In the 1800s, Philadelphia was home to a vibrant African American community that stood at the center of antislavery and civil rights activism, before and after the Civil War. During this workshop, teachers will examine Underground Railroad sources at the Historical Society and then move to view “The Genius of Freedom” exhibit at the Library Company of Philadelphia next door, discussing how to integrate primary sources into the classroom. Lunch with keynote speaker, Judith Giesberg, is included. Free teacher materials tied to the PA Core will be provided as well as a new poster “Deep Roots, Continuing Legacy: Philadelphia in the Struggle for Civil Rights” produced by History Making Productions and discounts on "The Genius of Freedom" T-shirts from the Library Company of Philadelphia.
Teachers are encouraged to also attend the Created Equal film series programs as part of African American History Month programming. Act 48 credit is available through the Historical Society for all of these programs.
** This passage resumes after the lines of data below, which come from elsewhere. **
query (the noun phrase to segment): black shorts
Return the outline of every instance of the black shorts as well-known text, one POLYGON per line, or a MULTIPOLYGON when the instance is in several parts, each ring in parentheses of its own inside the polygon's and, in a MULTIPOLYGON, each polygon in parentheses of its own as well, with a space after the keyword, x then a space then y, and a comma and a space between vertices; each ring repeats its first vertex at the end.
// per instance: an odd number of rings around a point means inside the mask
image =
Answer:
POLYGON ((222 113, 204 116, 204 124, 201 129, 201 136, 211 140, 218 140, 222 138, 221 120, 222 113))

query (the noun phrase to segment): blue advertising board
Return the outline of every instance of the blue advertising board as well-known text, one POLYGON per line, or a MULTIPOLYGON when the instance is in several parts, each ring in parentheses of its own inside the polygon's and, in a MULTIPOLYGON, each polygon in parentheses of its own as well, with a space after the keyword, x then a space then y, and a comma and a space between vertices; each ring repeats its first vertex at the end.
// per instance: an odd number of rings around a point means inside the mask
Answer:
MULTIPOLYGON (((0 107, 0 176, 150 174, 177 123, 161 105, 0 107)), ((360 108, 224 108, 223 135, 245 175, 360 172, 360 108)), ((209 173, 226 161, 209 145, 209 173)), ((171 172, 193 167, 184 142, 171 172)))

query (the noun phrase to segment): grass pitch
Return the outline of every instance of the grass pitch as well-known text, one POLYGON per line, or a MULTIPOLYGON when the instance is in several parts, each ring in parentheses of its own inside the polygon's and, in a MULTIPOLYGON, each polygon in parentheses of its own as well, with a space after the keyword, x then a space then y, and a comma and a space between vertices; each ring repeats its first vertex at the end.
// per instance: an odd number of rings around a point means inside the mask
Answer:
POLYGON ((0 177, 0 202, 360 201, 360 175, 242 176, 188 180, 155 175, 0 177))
Dr. Judith Giesberg is Professor and Director of Graduate Studies in the Department of History at Villanova University. Giesberg is the author of four books on the Civil War, Civil War Sisterhood: The United States Sanitary Commission and Women's Politics in Transition (Boston, MA: Northeastern University Press, 2000),“Army at Home:” Women and the Civil War on the Northern Home Front (Chapel Hill, NC: University of North Carolina Press, 2009), Keystone State in Crisis: Pennsylvania in the Civil War (Pennsylvania Historical Association, 2013), and Emilie Davis's Civil War: The Diaries of a Free Black Woman in Philadelphia, 1863-1865 (State College, PA: Pennsylvania State University Press, 2014.)